A New York Times feature about 14-year-old Georgia native, Jalaiah Harmon, and her creation of the “original Renegade,” speaks of the dance’s viral movement. Harmon performed her dance at the NBA All-Star game and received recognition from the likes of Kim Kardashian and Michelle Obama. She appeared on “The Ellen Degeneres Show”.

D’Amelio and Easterling promoted their versions of the dance, which were viewed hundreds of times. Now, the two have posted a video featuring Harmon, in which the three did the original choreography together. 

According to LaJuné McMillian, a new-media artist and creative technologist behind the Black Movement Project, race is the reason for the discrepancy.

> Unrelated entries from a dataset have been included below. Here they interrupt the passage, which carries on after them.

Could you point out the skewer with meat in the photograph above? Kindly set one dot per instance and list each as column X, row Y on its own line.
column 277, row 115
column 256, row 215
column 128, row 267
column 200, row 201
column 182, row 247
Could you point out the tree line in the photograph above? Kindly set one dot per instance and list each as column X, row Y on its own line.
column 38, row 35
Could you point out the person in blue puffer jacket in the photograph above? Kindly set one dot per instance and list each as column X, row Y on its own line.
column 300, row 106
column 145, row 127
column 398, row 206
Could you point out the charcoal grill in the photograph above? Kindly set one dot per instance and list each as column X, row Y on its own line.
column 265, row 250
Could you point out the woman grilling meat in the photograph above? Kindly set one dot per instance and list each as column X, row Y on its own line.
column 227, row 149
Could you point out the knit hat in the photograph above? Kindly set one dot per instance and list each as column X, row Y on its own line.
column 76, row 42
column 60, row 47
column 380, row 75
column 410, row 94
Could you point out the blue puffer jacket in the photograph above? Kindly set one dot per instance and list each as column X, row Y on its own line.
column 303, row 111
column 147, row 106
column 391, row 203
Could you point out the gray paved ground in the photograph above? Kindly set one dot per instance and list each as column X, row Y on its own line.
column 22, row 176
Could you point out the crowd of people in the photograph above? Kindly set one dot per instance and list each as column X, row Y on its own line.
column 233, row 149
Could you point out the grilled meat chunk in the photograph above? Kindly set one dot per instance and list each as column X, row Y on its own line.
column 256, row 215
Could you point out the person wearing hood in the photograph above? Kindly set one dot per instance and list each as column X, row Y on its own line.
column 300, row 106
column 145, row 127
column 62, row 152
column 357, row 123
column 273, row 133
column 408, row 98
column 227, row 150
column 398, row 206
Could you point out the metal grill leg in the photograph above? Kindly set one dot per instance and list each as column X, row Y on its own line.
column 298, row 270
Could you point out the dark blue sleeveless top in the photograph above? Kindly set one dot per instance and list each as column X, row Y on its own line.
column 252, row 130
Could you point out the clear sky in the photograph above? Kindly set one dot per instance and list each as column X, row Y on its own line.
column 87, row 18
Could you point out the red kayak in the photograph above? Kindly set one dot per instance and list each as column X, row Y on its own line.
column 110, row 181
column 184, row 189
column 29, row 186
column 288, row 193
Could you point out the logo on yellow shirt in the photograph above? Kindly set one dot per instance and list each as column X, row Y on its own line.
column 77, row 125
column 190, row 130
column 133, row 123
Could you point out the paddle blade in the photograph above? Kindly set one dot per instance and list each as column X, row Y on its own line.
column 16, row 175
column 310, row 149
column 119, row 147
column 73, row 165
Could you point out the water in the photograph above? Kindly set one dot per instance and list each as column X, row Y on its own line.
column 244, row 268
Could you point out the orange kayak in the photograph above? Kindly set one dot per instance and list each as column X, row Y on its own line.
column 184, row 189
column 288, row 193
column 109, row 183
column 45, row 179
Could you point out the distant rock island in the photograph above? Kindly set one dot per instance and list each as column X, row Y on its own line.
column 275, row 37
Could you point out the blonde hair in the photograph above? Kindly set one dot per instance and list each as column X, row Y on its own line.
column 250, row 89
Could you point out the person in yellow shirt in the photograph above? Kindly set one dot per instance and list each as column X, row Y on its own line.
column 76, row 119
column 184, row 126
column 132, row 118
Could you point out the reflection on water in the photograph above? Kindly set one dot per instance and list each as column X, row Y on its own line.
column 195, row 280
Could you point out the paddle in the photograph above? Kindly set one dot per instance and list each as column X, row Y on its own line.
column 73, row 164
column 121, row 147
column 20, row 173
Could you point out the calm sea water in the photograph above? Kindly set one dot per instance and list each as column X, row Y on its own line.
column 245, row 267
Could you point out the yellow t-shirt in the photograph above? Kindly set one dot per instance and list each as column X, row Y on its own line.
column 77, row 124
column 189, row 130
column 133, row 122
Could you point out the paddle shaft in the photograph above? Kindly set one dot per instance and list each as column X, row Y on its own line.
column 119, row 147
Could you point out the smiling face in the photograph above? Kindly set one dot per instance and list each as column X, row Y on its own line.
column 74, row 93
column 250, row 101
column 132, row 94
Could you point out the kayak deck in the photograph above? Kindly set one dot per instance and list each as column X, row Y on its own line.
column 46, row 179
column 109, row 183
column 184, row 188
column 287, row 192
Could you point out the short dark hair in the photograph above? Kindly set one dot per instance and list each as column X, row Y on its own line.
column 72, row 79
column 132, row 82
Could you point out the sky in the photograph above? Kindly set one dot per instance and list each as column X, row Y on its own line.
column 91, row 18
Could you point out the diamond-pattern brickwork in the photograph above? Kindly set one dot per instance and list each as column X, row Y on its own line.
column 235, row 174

“The appropriation of Black movement — the exploitation, the erasure of Black movement — isn’t a new thing,” McMillian told Yahoo. “America was built off of Black movement … and then to see, just, historically, how we even brought the movements from our ancestors here and transform them and use them to reconnect with one another to build new histories, new stories for us and our futures.”

“What this problem is really pointing at is this really foundational issue. And that is serious,” she added. “Ownership — and even defining what ownership means — is really important for us and for our younger folks, to be able to have the space and the time to reconfigure what that means for them. And not to just, you know, have that taken away as soon as they move.”